Accounts receivable and inventory are both excellent examples of assets that contribute to the equity in your business. But every penny you have tied up in aging A/R and unproductive inventory is cash you can't use to fund growth. If you have a lot of A/R in the "Over 30 days" category and significant dollars tied up in inventory items that aren't selling, that means capitalizing your growth will have to come more from other sources, probably a bank loan.

Before you go to the bank for a loan, take a hard look at these two line items on your balance sheet and determine how much less you would have to borrow if these areas were cleaned up. That thump you hear when you add the numbers up may be your jaw hitting the top of your desk.

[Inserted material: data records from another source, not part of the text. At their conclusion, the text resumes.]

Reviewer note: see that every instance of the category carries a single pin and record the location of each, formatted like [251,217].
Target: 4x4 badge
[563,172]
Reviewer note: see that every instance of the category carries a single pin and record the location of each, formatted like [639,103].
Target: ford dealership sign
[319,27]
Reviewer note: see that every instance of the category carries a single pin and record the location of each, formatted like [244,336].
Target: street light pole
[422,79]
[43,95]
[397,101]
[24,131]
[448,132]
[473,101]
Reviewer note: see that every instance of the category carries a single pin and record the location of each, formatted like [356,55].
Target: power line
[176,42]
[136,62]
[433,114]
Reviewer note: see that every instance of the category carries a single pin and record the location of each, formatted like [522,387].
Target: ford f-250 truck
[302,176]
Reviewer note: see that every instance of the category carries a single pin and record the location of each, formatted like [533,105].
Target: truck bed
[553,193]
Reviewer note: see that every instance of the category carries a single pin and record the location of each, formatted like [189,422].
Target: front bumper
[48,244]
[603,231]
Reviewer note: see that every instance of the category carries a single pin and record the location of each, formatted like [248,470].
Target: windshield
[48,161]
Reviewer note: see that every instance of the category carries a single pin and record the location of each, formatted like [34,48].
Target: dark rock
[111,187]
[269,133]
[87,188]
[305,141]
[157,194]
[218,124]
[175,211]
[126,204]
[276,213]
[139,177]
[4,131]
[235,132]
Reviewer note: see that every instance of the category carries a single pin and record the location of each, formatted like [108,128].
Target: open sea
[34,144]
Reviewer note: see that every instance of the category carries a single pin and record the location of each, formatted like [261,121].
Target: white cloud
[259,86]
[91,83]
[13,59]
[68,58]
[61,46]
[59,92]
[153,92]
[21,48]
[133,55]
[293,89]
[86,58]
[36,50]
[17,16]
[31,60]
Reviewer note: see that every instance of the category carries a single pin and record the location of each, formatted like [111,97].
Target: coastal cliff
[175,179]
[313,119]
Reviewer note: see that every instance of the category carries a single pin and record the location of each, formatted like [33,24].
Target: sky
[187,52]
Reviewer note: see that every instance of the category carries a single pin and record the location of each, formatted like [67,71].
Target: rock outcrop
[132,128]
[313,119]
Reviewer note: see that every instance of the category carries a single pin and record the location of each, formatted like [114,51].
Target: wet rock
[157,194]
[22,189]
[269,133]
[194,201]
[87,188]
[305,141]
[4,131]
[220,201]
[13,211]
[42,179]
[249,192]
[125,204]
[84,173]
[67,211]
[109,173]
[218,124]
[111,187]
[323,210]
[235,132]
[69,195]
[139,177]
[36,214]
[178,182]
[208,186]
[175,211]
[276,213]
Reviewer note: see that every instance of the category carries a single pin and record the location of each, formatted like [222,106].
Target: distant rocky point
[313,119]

Resolution Four: I resolve to determine what the next level of growth is for my company, and create a plan to fund that growth.
Do you need to add inventory lines? Is there a chance you could acquire a competitor? Should you expand to another location? Do you need to hire more people? Acquire more technology? If any of these are a possibility, how are you going to pay for it?

Even if you don't know what the opportunity will be, there probably will be one. The challenge is to have a financial plan in place that will allow you to move fast if you have to. The plan will likely include some debt - probably from a bank. That's cool. But you will have a better chance of getting the loan if you can demonstrate to your banker that you have been building a strong balance sheet in anticipation of this opportunity.

Banks can be very handy in helping you react quickly to an opportunity. But they like to know that you are committed, too, and are prepared for this step. For example, if you need new equipment that requires you and your staff to get new training, your banker will likely be happy to lend the money for the equipment if you show that you are paying for the training out of profits you left in the business.

If you show up at the bank with a "great opportunity" you want the bank to fund 100%, your chances of getting that loan are, as an old mentor of mine would say, "like the chances of a wax dog chasing an asbestos cat through hell."

The best way to make a bank move quickly is to show them that your capitalization plan is already in place, and their participation is just the final step.

Resolution Five: I resolve to be better prepared for a potential economic shock by having more working capital reserves.
As horrific as the events of 9-11 were, another act of terrorism is not the most likely thing that could threaten your small business. Here are more likely possibilities:

• Your untimely death, of a debilitating illness or injury.
• The state or local highway department could decide to conduct major construction in front of your store, causing customers to stay away in droves.
• There could be some bad press on one of your major lines, like the folks who sold Firestone tires.
• A major customer could take bankruptcy and take a big chunk of your A/R with them, plus the loss of future sales you were counting on.

There are many threats that could be looming out there in your business's future, and a good chance that you will experience one of them. Make sure your business is not one surprise announcement, phone call, bulldozer, or press release away from failure. The only way to protect your company from these events is to have working capital reserve. And the best way to do that is to maximize retained earnings and minimize debt.

Write this on a rock... In the future, small business owners will have to be more sophisticated and creative in capitalizing their businesses. This includes more reliance on retained earnings and other funding sources, and less on debt.